The Tigers have done a solid job of filling holes on a limited budget this offseason. With so much money tied up to their stars, the Tigers will need to be smart about how they build the rest of their roster. Sometimes, this involves signing players that can fill multiple roles for the team. One player that fills a current need while providing some versatility could be Tom Gorzelanny, a left-handed pitcher who played for the Milwaukee Brewers last season.
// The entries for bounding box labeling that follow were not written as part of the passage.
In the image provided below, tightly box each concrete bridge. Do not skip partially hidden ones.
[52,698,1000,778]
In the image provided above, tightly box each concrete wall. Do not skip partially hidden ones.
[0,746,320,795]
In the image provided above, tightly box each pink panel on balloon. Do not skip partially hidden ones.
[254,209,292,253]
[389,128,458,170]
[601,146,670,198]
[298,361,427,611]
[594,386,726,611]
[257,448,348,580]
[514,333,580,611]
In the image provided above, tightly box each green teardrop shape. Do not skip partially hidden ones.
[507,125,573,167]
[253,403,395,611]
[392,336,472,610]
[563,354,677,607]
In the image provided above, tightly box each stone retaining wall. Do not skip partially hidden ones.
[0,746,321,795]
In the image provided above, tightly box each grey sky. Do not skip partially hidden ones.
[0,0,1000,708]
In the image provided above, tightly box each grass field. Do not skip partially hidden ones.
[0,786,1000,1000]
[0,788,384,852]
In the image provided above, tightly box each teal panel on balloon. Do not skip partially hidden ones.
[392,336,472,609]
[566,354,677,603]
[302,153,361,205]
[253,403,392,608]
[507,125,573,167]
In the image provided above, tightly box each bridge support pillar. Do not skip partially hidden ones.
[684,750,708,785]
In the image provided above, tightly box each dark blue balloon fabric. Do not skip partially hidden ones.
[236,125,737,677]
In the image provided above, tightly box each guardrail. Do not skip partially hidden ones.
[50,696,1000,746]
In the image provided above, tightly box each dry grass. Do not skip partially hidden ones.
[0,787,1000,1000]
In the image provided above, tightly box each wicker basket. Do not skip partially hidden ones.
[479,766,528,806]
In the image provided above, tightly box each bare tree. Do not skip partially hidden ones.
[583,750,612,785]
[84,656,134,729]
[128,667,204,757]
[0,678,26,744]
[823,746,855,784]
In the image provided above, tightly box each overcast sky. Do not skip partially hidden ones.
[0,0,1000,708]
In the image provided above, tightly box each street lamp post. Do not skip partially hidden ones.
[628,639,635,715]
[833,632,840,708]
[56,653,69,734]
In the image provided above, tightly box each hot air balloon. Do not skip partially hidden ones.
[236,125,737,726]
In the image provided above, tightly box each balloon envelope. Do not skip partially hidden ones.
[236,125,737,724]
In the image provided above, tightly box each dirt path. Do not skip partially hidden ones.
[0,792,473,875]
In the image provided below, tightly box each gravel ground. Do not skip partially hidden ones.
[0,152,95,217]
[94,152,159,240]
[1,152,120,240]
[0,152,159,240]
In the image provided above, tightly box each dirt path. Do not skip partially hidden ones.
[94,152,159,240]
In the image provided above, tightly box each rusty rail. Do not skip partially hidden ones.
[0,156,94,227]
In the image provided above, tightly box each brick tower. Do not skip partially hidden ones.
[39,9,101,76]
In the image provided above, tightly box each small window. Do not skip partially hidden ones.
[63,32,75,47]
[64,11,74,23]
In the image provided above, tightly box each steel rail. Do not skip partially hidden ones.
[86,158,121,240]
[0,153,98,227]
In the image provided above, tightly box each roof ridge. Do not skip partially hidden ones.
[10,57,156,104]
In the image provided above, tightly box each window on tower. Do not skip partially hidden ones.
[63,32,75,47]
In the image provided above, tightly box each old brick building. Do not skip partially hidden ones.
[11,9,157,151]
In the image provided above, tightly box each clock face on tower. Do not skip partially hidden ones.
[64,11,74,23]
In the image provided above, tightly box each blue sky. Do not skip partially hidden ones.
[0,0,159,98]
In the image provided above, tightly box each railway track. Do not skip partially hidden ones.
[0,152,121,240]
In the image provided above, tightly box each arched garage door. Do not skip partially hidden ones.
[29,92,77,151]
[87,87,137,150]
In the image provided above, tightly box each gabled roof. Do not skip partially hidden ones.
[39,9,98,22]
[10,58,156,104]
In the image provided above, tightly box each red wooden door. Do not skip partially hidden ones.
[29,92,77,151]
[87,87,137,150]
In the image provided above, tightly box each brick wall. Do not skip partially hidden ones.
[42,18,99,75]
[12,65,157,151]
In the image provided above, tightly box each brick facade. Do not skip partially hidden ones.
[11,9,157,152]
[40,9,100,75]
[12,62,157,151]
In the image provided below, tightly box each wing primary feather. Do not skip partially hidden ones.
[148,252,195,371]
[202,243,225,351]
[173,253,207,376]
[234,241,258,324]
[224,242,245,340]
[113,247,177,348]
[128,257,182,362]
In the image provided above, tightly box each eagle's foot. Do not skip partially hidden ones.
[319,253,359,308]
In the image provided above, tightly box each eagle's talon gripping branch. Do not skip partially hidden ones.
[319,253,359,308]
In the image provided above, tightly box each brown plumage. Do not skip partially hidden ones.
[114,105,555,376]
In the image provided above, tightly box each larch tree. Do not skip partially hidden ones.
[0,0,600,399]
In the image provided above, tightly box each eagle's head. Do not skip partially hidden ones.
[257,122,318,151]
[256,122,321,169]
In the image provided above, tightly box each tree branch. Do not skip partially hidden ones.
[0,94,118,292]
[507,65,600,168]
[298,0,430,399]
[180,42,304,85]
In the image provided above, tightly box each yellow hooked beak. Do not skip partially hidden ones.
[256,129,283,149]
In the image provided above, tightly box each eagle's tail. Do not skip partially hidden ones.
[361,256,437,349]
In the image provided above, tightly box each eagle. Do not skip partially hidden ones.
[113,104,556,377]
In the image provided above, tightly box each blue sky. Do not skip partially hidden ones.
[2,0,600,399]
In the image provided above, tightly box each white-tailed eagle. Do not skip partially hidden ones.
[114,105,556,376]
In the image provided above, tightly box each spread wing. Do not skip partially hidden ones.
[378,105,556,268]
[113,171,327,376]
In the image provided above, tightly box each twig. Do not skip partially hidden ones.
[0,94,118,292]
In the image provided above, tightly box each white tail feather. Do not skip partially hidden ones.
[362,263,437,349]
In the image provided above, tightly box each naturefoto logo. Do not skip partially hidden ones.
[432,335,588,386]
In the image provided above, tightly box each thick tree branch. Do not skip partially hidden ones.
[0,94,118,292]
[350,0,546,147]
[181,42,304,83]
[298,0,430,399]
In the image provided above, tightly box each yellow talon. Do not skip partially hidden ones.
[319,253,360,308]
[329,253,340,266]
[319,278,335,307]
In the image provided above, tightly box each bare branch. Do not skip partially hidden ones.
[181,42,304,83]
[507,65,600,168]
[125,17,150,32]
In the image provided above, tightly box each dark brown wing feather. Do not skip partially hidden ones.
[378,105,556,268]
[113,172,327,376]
Gorzelanny has spent his entire career in the National League, but would he be interested in a transition to the AL if the Tigers came calling?
*2015 Steamer projection
Who is he?
Gorzelanny is a 32 year old left-hander who was selected in the second round of the 2003 draft by the Pittsburgh Pirates. He made his MLB debut in 2005 as a 23 year old and spent parts of five seasons with the Pirates. He was 14-10 with a 3.88 ERA in 201 2/3 innings in 2007, resulting in a career-best 2.8 WAR. Since then, Gorzelanny has spent time with four different organizations as a swingman, making 77 starts in 213 appearances. Gorzelanny had shoulder surgery in December of 2013, but returned in June 2014. He allowed just two earned runs in 21 innings last season while striking out 23 batters to eight walks.
Why should we care?
While Gorzelanny's career numbers don't look all that special, he has much better splits as a reliever. In 138 career appearances out of the bullpen, Gorzelanny has a 2.88 ERA, 1.24 WHIP, and 2.05 strikeout-to-walk ratio. He strikes out over eight batters per nine innings as a reliever, and has a 3.13 ERA over the past three seasons while primarily serving as a reliever.
Gorzelanny's experience as a starter and splits against left-handed hitters make him an interesting pick up. He has limited lefty batters to hitting just .231/.301/.360 in his career with a 2.91 strikeout-to-walk ratio. He served in a LOOGY role at times for the Brewers last season, but could just as easily come in and pitch two or three innings as a long reliever. The Tigers could also look to someone like Kyle Ryan for filling this role, but Gorzelanny's experience provides a big edge over Ryan, who has only ever been a starter.
Why should we stay away?
The biggest blemish on Gorzelanny's record is the shoulder surgery he had in 2013. While it wasn't anything too serious -- he just had a debridement, or "clean up" procedure -- it still caused him to miss two months of the season. Gorzelanny has a history of shoulder trouble, and his fastball velocity dropped in 2014. He also did not work any back-to-back outings after the All-Star break, a slightly ominous sign.
Will he end up in Detroit?
It would be nice to see the Tigers take a flyer on a guy like Gorzelanny, but we probably won't know anything more until mid-January or later. If the Tigers sign anyone, it will be a guy that has slipped through the cracks that they can get on a cheap deal. Could Gorzelanny be that guy? It's possible, and the Tigers haven't hesitated to pick up guys who have had shoulder problems in the past.